A data frame with 412 rows and 11 columns

Details

For more information please take a look at ?survival::bladder.


Joint FPMs for recurrent and competing events.

Description

Fits a joint flexible parametric survival model (FPM) for a recurrent and terminal event. The joint model can be used to predict the mean number of events at different time points. This function is a wrapper around rstpm2::stpm2().

Usage

JointFPM(
  surv,
  re_model,
  ce_model,
  re_indicator,
  ce_indicator,
  df_ce = 3,
  df_re = 3,
  tvc_re_terms = NULL,
  tvc_ce_terms = NULL,
  cluster,
  data,
  control = list(),
  ...
)

Arguments

surv

A formula of the following form Surv(...) ~ 1. The Surv objects needs to be of type == 'counting' with the following arguments:

time:

Start of follow-up time for each event episode, i.e., usually 0 for the competing event and the first occurrence of the recurrent event. For every subsequent event the follow-up can either be 0 if gap time is the underlying time scale or the time of the previous event if total time is the underlying time scale.

time2:

End of follow-up, i.e., either occurrence of a terminal or recurrent event, or time of censoring.

status:

Event indicator for both terminal and recurrent event.

type:

Has to be counting.

re_model

A formula object specifying the model for the recurrent event with an empty right hand side of the formula, e.g. ~ sex.

ce_model

A formula object specifying the model for the competing event with an empty right hand side of the formula, e.g. ~ sex.

re_indicator

Indicator that defines which rows in the dataset belong to the recurrent event process. These are usually more than one row per observations. The variable name needs to be passed as a character vector.

ce_indicator

Indicator that defines which row in the dataset belong to the competing event process. The variable name needs to be passed as a character vector.

df_ce

Defines the number of knots used to model the baseline hazard function for the competing event process.

df_re

Defines the number of knots used to model the baseline hazard function for the recurrent event process.

tvc_re_terms

A named list defining the number of knots used to model potential time-varying effects of variables included in the recurrent event model.
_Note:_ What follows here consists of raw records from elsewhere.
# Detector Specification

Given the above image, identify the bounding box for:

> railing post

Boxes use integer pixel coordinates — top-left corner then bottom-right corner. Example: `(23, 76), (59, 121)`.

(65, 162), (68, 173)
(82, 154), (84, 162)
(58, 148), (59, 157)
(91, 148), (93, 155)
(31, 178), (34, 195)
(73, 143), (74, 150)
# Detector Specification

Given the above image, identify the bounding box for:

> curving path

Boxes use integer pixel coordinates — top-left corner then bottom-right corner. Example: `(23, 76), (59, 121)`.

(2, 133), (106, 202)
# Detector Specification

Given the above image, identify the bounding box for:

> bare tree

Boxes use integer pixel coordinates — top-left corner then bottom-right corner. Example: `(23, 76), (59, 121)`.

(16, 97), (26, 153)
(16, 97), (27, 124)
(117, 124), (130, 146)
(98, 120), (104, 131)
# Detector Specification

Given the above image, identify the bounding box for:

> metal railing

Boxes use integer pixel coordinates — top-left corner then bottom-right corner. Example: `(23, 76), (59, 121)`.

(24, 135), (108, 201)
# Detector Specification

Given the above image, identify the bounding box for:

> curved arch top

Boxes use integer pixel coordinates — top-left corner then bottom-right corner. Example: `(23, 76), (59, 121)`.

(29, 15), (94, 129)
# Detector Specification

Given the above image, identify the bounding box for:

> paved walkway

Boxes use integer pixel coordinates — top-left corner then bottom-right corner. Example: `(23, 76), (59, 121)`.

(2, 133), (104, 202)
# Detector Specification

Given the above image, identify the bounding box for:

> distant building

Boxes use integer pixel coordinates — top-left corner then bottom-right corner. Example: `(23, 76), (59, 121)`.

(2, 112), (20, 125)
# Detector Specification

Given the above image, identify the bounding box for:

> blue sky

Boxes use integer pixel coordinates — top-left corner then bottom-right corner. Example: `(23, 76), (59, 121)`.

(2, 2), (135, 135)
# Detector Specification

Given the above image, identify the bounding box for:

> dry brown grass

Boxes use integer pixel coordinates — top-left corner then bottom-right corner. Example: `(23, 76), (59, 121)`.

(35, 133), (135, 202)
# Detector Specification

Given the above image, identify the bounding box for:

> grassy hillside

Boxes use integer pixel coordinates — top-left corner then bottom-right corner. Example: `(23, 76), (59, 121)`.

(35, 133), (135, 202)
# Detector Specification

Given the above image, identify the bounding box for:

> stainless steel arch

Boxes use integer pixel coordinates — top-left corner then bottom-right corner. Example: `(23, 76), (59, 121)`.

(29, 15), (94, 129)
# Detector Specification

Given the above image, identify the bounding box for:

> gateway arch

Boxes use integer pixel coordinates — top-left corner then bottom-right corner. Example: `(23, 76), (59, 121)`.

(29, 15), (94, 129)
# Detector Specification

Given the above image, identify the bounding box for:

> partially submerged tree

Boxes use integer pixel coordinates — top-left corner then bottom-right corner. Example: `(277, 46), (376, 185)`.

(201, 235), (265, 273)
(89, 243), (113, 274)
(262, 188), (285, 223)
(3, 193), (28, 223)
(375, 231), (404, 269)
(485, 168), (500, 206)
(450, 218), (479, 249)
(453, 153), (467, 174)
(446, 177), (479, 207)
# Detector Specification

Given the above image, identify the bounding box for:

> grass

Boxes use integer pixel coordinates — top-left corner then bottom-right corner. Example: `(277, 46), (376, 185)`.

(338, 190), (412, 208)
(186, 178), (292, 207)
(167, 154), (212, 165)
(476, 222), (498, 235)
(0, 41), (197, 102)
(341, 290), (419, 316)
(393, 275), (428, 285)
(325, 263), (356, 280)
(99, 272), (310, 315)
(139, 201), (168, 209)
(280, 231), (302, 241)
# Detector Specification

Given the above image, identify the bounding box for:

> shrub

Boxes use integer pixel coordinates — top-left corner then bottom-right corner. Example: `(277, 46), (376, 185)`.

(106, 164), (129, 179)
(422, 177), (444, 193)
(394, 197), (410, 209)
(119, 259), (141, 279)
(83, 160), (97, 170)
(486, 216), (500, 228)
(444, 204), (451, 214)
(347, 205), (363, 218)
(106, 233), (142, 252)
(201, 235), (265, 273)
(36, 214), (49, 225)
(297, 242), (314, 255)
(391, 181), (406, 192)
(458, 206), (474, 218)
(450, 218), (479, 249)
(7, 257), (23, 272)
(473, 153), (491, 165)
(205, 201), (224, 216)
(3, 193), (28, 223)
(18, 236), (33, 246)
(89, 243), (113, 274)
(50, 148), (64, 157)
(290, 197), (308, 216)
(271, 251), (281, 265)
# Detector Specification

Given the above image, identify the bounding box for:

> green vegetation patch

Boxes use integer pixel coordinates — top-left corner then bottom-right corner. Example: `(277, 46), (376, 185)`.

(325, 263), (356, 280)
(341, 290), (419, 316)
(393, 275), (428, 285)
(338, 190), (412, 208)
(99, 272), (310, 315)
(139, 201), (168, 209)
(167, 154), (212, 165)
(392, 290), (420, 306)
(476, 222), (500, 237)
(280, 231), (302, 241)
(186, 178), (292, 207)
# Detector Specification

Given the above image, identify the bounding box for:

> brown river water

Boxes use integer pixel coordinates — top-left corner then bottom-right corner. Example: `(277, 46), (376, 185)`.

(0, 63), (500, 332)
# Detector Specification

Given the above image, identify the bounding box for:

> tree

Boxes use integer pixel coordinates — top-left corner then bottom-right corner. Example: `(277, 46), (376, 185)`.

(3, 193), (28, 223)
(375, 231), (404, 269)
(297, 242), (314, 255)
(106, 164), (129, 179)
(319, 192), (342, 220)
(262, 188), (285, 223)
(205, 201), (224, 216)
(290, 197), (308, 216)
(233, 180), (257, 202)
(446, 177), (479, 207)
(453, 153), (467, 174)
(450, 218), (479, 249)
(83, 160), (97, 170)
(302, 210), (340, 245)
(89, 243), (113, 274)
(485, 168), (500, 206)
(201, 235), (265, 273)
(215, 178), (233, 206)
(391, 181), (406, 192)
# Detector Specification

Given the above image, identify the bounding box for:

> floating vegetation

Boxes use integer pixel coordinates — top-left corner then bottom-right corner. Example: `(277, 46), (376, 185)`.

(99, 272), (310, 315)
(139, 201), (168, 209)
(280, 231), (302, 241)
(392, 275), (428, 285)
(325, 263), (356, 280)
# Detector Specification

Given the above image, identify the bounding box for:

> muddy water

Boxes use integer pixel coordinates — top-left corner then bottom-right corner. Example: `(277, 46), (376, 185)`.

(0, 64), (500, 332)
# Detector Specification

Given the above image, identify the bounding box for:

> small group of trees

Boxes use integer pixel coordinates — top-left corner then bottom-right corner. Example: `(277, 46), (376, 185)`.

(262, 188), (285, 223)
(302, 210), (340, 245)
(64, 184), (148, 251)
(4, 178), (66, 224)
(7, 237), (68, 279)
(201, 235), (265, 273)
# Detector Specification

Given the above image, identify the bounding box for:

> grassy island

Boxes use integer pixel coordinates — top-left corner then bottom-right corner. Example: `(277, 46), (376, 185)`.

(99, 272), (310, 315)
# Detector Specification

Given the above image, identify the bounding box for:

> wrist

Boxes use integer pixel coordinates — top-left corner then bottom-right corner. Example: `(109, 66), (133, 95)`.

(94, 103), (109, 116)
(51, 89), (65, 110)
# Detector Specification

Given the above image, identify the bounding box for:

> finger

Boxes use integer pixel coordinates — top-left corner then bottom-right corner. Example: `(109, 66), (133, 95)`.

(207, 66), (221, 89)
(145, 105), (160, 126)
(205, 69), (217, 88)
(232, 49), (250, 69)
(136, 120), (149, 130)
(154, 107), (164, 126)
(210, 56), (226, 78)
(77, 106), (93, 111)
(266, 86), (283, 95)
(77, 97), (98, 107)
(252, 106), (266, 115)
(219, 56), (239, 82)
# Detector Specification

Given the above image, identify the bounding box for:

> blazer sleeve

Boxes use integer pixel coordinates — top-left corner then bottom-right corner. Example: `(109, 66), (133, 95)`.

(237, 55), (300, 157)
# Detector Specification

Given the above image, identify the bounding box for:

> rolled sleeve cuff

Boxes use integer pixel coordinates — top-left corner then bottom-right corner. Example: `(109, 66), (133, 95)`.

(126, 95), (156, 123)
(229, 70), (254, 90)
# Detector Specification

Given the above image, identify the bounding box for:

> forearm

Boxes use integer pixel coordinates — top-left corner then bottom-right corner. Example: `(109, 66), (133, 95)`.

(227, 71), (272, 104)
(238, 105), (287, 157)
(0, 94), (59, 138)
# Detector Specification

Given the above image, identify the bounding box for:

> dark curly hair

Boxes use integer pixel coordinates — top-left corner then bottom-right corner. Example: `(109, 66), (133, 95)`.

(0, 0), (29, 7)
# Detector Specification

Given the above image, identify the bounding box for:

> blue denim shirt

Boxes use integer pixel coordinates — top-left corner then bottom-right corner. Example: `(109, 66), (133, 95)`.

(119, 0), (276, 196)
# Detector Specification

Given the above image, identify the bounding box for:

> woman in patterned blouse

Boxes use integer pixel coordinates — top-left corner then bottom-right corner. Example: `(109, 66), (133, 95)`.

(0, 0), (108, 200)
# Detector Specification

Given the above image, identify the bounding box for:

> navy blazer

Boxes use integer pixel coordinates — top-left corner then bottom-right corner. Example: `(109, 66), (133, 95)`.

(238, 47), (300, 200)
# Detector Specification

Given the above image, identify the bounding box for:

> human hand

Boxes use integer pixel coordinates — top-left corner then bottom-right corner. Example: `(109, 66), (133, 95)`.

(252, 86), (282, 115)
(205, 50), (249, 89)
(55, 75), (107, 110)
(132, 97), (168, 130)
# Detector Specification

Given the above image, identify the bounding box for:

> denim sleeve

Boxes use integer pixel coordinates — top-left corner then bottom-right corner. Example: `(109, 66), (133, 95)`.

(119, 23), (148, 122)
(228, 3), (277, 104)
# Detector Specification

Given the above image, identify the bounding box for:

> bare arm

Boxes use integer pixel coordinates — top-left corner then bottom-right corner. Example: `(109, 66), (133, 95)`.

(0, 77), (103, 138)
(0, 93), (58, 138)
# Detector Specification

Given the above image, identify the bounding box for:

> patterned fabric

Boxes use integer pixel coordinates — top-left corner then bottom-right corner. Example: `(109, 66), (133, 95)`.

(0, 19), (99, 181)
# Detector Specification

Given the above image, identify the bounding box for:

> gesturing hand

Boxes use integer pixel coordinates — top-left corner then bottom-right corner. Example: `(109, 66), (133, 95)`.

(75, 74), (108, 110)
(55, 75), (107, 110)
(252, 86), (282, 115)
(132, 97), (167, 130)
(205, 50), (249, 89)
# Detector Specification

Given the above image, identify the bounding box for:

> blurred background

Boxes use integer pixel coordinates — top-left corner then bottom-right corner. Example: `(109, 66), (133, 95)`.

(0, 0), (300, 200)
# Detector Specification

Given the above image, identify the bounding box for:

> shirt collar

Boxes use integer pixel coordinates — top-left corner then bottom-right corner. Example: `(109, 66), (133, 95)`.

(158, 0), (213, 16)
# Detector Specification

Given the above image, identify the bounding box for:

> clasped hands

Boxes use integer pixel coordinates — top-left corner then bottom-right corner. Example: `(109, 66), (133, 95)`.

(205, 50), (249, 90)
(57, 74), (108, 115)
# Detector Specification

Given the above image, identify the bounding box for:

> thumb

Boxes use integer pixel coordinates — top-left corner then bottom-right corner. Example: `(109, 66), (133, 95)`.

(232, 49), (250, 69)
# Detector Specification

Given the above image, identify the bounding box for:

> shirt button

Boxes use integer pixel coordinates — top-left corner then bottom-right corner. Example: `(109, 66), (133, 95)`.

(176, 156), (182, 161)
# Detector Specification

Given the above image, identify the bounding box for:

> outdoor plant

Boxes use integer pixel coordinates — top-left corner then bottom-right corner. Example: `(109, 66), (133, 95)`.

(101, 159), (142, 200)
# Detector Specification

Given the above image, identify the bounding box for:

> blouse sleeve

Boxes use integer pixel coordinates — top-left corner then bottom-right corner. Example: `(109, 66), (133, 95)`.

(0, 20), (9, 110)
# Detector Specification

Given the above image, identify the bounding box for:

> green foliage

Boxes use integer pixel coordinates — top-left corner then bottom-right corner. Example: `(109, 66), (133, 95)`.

This list should be of form ⁠list(<var_name> = <no. of knots>)⁠.

tvc_ce_terms

A named list defining the number of knots used to model potential time-varying effects of variables included in the competing event model. This list should be of form ⁠list(<var_name> = <no. of knots>)⁠.

cluster

A character vector specifying the name of the variable that defines unique observations in the dataset passed to the function.

data

A stacked dataset that includes both data on the recurrent and competing event process. The dataset should have one row for each observation including the follow-up time and event indicator for the competing event and possibly multiple rows for each observation including the follow-up times and event indicator for the recurrent event, e.g.:

id st_start  st_end re status
 1      0      6.88  0      1
 1      0      6.88  1      0
 2      0      8.70  0      1
 2      0      8.70  1      0
 3      0     10     0      0
 3      0      1.78  1      1
 3      1.78   6.08  1      1
 3      6.08  10     1      0
 4      0      6.07  0      1
 4      0      6.07  1      0
control

List of arguments passed to rstpm2::gsm.control.

...

Additional arguments to be passed to rstpm2::stpm2.

Value

An object of class JointFPM with the following elements:

model:

The fitted FPM object,

re_terms:

The terms used to model the recurrent event model,

ce_terms:

The terms used to model the competing event model,

re_indicator:

The name of the indicator variable of the recurrent event

Examples

JointFPM(Surv(time  = start,
              time2 = stop,
              event = event,
              type  = 'counting') ~ 1,
         re_model = ~ pyridoxine + thiotepa,
         ce_model = ~ pyridoxine + thiotepa,
         re_indicator = "re",
         ce_indicator = "ce",
         df_ce = 3,
         df_re = 3,
         tvc_ce_terms = list(pyridoxine = 2,
                             thiotepa   = 2),
         tvc_re_terms = list(pyridoxine = 2,
                             thiotepa   = 2),
         cluster  = "id",
         data     = bladder1_stacked)

Non-parametric estimation of mean number of events

Description

[Experimental]

Usage

mean_no(
  formula,
  re_indicator,
  ce_indicator,
  data,
  re_control = list(),
  ce_control = list()
)

Arguments

formula

A formula passed to survfit.

re_indicator

The name of a variable indicating that these rows in the dataset belong to the risksets of the recurrent event process.

ce_indicator

The name of a variable indicating that these rows in the datasets belong to the riskset of the competing event process.

data

A data.frame in stacked format. The dataset needs to include one row for the competing event and one row for each risk episode of the recurrent event.

re_control

An optional list with arguments passed to survfit when computing risksets for the recurrent event.

ce_control

An optional list with arguments passed to survfit when computing risksets for the competing event.

Value

A data.frame including the estimated mean number of events expn at times t within strata strata.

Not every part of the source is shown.